2.7 Outcome Measures

Primary outcomes were the incidence of BPD and death at 36 weeks PMA, in addition to side effects that are associated with sildenafil during the study period. Secondary outcomes were the incidence of BPD and the respiratory support at Day 28 of life, duration of oxygen therapy, fraction of inspired oxygen use at 36 weeks, and 28 days of life, duration of hospitalization until discharge to home, and the incidence of significant retinopathy of prematurity (stage II plus disease or stage ≥ III), severe intraventricular hemorrhage (grade III and IV), periventricular leukomalacia, necrotizing enterocolitis, patent ductus arteriosus, and late sepsis. The association of each of retinopathy of prematurity, severe intraventricular hemorrhage, periventricular leukomalacia, necrotizing enterocolitis, patent ductus arteriosus, and late sepsis with the incidence of BPD and death at 36 weeks PMA was also examined.
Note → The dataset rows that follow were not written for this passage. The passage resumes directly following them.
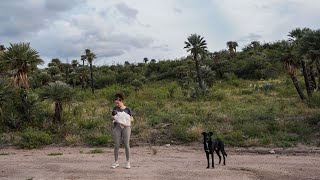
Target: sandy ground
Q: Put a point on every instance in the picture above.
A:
(174, 162)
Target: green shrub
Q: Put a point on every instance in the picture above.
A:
(314, 101)
(32, 138)
(217, 96)
(90, 123)
(73, 139)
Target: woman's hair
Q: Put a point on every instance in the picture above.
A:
(119, 96)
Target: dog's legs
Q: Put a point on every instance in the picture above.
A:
(207, 154)
(212, 158)
(218, 153)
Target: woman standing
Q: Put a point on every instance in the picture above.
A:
(120, 131)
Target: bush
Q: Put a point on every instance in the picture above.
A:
(32, 138)
(72, 139)
(314, 101)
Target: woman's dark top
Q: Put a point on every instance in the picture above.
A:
(117, 108)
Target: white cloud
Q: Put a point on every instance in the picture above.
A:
(134, 29)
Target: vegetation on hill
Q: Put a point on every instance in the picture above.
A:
(266, 94)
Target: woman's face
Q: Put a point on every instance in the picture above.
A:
(119, 103)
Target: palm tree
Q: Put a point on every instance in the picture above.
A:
(291, 67)
(4, 96)
(74, 64)
(21, 58)
(83, 58)
(197, 46)
(90, 56)
(232, 46)
(296, 36)
(59, 93)
(145, 60)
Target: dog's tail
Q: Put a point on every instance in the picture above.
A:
(224, 153)
(222, 148)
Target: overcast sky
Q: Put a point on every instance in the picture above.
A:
(129, 30)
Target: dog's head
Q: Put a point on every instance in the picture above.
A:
(206, 136)
(114, 113)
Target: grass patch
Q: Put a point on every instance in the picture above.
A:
(55, 154)
(96, 151)
(32, 138)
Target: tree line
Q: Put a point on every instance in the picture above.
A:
(21, 78)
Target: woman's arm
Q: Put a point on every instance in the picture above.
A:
(131, 119)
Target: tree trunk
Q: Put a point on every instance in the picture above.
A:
(313, 79)
(318, 68)
(25, 106)
(296, 84)
(58, 112)
(91, 77)
(306, 78)
(199, 76)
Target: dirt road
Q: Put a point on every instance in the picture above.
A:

2.8 Definition of the Outcome Measures

  • BPD was defined as the need for supplemental oxygen at a postmenstrual age of 36 weeks [32].

  • Side effects were the relevant events that were associated with sildenafil during the study period until hospital discharge. Side effects included tachycardia, arrhythmia, hypotension, erythema, skin pyrexia, seizure, irritability, nausea/vomiting, and diarrhea [8, 25].

  • Retinopathy of prematurity (stage II plus disease or stage ≥ III) was defined as vascularization of the ridge with extraretinal fibrovascular proliferation, partial or total retinal detachment from 31 corrected weeks until hospital discharge [33].

  • Intraventricular hemorrhage was defined as grade III: intraventricular hemorrhage with ventricular dilation or grade IV: parenchymal hemorrhage from birth until hospital discharge [34].

  • Periventricular leukomalacia was defined as multifocal areas of necrosis presented in the cortical white substance at 36 weeks PMA [35].

  • Necrotizing enterocolitis was defined according to Bell’s staging criteria from birth until hospital discharge [36].

  • Patent ductus arteriosus was when the ductus arteriosus failed to close within 72 h after birth from birth until hospital discharge [37]. All neonates with patent ductus arteriosus were managed as per the local clinical guideline in the NICU, WWRC, HMC, that includes:

    • Ibuprofen IV as first-line therapy (initial dose of 10 mg/kg IV followed by two additional doses of 5 mg/kg IV given at 24-h intervals).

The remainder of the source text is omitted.